Happy Valentine’s Day from Punk Rock OR! I decided to do a little sleuthing about operations research and love. I was pleasantly surprised to find several mathematical models for finding love (optimally or not).
I blogged about optimally allocating marriages yesterday, but it’s still worth reading another blog post on it. Anna Nagurney blogged about a paper in EJOR about a linear assignment model that optimally matches couples in Switzerland. The authors identified weights for the pairings using output from logistic regression models that predict marital success using socioeconomic factors.
Tallys Yunes developed an transportation model for Excel Solver that determines how someone can optimally send flowers to a nine love interests. It’s cute, but I would not recommend actually using operations research to juggle so many love interests!

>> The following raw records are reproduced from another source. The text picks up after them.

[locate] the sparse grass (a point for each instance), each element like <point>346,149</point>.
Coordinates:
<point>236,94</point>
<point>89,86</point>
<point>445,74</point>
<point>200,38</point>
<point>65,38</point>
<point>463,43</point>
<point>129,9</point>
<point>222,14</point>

Mike Trick beautifully blogged about using–and not using–the Secretary Problem to optimally find love.
Thaddeus Sim blogged about consolidating flower deliveries to optimally deliver flowers on Valentine’s Day.

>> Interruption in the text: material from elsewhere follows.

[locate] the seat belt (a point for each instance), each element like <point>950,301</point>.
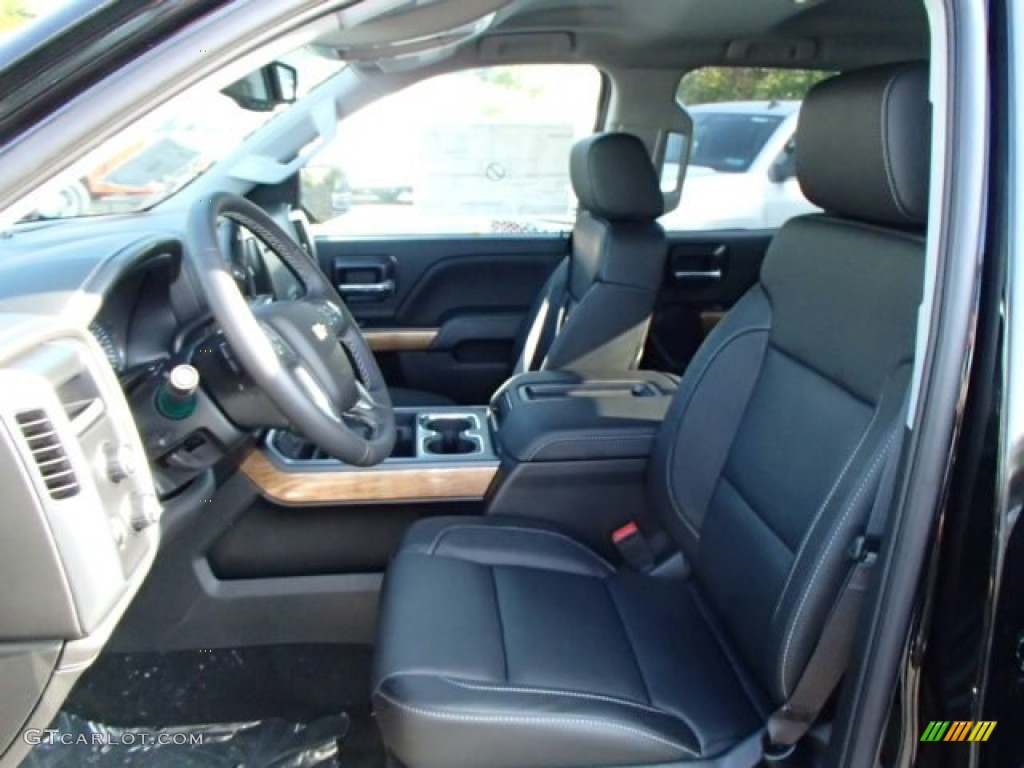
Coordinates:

The following TED video explains OKCupid’s matching algorithm for predicting who should go on a date.
The prologue for This American Life episode #486 “Valentine’s Day 2013” features several physicists discussing how they computed the mathematical probability that they would find girlfriends using the Drake equation. If you’re not familiar with This American Life, it is non-fiction.
Speaking of the Drake equation, Brain Pickings has a link to a PBS video (below) about computing the probability of ideal love matches for you using the Drake equation. It’s apparently 871 (give or take).